After 15 years of service to the NRAA, Jo Oliver has finished up with the national office.
In a sport built on precision, discipline and consistency, Jo has been the precision behind the scenes for years. Many people across Australia’s fullbore community will know her name, and many more will have been helped by her work without ever seeing the full extent of what she carried. Jo’s contribution has often been visible in outcomes, but rarely acknowledged in the moment.
Across more than a decade and a half, Jo has supported the NRAA through multiple Executive Officers, shifting priorities, changing systems, and the natural turnover of committees and volunteers across State and Territory bodies. Through all of that change, Jo has been the constant. She has quietly held the national office together, maintained order when things were moving quickly, and brought calm and accuracy to the work that keeps a federated sport functioning day to day.
Jo’s impact can’t be reduced to one project or one season. It is found in the thousands of practical things that keep the sport running smoothly: the member enquiries answered properly, the records and registers kept accurate, the documentation filed and retrievable, the administrative workflows completed on time, and the everyday coordination that allows volunteers, clubs and associations to focus on delivering the sport. Her standard has always been professional, consistent and dependable. In a discipline where details matter, Jo has made the details matter.
What stands out most, however, is not just reliability. It is care. Jo has cared about the sport and the people in it. That care has shown up in the way she has dealt with members and volunteers, the patience she has brought to difficult moments, and the genuine effort she has put into helping others find a way forward. Jo has regularly gone above and beyond what her role required because she wanted the sport to be supported properly, even when that work was unseen.

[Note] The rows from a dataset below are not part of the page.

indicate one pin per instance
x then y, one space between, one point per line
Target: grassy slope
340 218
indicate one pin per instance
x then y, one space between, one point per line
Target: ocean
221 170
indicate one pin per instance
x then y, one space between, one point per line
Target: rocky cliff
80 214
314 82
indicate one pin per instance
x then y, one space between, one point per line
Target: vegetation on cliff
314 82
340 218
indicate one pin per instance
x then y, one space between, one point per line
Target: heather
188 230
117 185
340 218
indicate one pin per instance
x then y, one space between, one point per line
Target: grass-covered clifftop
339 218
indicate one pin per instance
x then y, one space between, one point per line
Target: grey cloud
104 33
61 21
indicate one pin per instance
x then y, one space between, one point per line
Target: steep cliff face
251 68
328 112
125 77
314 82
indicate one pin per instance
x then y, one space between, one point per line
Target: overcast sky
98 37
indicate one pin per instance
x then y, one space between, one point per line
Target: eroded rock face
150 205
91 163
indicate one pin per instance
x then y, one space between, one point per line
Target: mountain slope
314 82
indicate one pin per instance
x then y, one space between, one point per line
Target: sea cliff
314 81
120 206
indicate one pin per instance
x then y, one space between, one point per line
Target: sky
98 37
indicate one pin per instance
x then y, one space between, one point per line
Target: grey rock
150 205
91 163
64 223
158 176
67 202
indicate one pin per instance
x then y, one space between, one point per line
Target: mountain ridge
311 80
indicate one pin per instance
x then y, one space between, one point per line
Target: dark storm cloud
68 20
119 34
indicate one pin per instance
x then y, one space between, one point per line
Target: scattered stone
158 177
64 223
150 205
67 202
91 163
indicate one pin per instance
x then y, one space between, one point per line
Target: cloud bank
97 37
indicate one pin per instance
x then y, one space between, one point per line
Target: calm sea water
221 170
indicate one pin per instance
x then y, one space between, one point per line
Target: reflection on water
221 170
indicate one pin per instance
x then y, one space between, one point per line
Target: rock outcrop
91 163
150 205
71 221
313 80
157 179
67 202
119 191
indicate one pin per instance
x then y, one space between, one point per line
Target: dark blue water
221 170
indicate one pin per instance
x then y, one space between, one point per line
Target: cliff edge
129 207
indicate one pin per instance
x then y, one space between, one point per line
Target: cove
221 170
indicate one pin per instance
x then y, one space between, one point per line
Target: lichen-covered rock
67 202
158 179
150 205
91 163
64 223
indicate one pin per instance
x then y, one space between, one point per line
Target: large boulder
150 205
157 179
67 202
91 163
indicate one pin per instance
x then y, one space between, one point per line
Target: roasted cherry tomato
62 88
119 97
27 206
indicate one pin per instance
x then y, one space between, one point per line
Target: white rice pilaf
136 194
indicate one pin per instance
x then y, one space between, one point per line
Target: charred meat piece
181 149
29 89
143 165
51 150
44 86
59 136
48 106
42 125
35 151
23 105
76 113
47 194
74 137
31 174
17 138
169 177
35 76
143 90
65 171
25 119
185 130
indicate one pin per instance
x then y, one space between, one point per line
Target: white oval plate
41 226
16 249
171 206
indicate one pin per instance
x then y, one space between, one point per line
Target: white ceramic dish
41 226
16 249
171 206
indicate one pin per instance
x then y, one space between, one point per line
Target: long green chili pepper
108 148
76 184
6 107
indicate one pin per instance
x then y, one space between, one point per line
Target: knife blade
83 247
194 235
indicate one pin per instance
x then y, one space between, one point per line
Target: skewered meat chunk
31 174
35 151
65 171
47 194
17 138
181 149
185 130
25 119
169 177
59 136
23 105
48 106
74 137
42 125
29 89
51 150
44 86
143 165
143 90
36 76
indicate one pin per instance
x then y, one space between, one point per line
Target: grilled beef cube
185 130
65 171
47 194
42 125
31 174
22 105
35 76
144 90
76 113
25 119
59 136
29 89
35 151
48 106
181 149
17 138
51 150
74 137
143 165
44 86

Jo is also a private person. She has never sought the spotlight. More often than not, she has pushed recognition onto others and kept her focus on enabling the work behind the scenes. That is exactly why it matters that we pause and acknowledge her properly now. This is Jo’s time to be recognised by the sport she has supported so faithfully.
While we are genuinely sad to see Jo leave, we are grateful for the years she has given to the NRAA and to Australian fullbore target rifle shooting. As a sport, we cannot thank her enough.
Jo, thank you for 15 years of precision, professionalism and care. We wish you all the very best for what comes next.